Saturday matinees long ago let us escape from the ordinary world to the island of the Swiss Family Robinson or the mutinous decks of the Bounty. Why not, we thought, escape the usual fare here with Saturday matinees of our favorite photography films?

So we're pleased to present the 477th in our series of Saturday matinees today: William Lesch, Desert Photographer.

This 5:05 film by Peter Fuhrman profiles desert photographer William Lesch.

We join Lesch has he hikes into the Sonoran Desert early in the morning to set up his Nikon D850 with a 50mm Nikkor mounted on it to shoot a decaying Saguaro cactus on the desert floor.

Like the Saguaro he photographs, Lesch put down roots in the desert, raising two sons with his wife in a mud house they built in Tucson from bricks they made in the back yard.

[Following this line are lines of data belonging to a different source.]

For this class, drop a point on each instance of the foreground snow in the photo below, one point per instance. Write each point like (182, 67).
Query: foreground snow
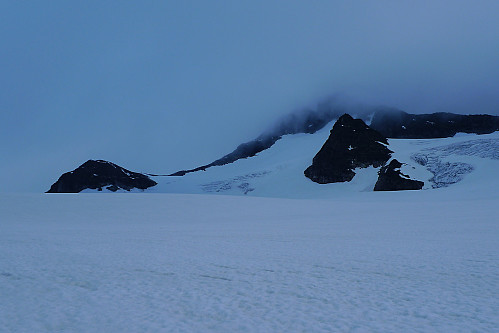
(411, 261)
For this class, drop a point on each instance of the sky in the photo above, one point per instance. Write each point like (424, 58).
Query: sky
(158, 86)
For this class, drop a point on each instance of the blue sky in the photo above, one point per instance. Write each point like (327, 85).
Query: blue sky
(164, 85)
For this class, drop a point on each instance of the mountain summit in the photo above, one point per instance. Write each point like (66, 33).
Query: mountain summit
(351, 144)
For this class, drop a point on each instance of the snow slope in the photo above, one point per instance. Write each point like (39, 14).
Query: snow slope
(278, 171)
(415, 261)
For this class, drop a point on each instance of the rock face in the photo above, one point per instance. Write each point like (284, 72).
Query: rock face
(351, 144)
(402, 125)
(391, 179)
(100, 174)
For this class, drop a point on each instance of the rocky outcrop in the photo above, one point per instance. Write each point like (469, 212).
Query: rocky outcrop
(402, 125)
(306, 121)
(390, 178)
(351, 144)
(98, 175)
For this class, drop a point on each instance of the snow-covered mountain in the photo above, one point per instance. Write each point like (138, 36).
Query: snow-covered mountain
(352, 157)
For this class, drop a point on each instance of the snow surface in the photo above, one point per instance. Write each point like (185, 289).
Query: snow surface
(340, 258)
(415, 261)
(278, 171)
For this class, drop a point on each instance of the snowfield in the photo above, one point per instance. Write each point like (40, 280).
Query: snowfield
(416, 261)
(336, 258)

"I started a business, began showing my work, and have had much success," he writes on his Web site. "There have been grants, shows around the country and even overseas, prints in important collections, a book published, all of that can be found in my resume.

"What matters are not awards or accolades, but whether or not I have managed to find the homeland I was seeking when I was in my twenties and whether I have been able to express its beauty to others through my work."

Living in the desert, in short, was a conscious choice, not an accident of birth. In fact, he was raised in the Midwest where he never saw a mountain or a canyon. But while studying to be a doctor at Xavier University in Cincinnati, he took an elective in photography and got hooked.

"My photographic heroes were the Western landscape photographers: Edward Weston and Ansel Adams. Eliot Porter's book about Glen Canyon on the Colorado River, The Place No One Knew, was a revelation."

So he put down roots in the desert. And quickly consulted the experts in roots: the plants of the Sonoran Desert.

"They're the ones who know this place," he points out in the film. To learn how to live in the desert, he says, you have to spend time with the plants. You have to listen to them. "Our job is not to talk. Our job is to listen."

The chemistry he learned as a young man studying to be a doctor and later as a photographer has provided Lesch with a unique method of printing. In addition to archival pigment prints on Hahnemuhle and Breathing Color Cotton Rag papers, he offers pigment prints on painted metal and pigment relief prints on painted metal. All done by Lesch himself.

"My philosophy on printing is very simple: I take the photographs, I make the prints."

We get a glimpse of those approaches in the video. The more elaborate options echo what Lesch sees in the desert. The colors, the decay take on a life of their own, separate from the object he photographed.

But echoing what he has heard listening to the plants.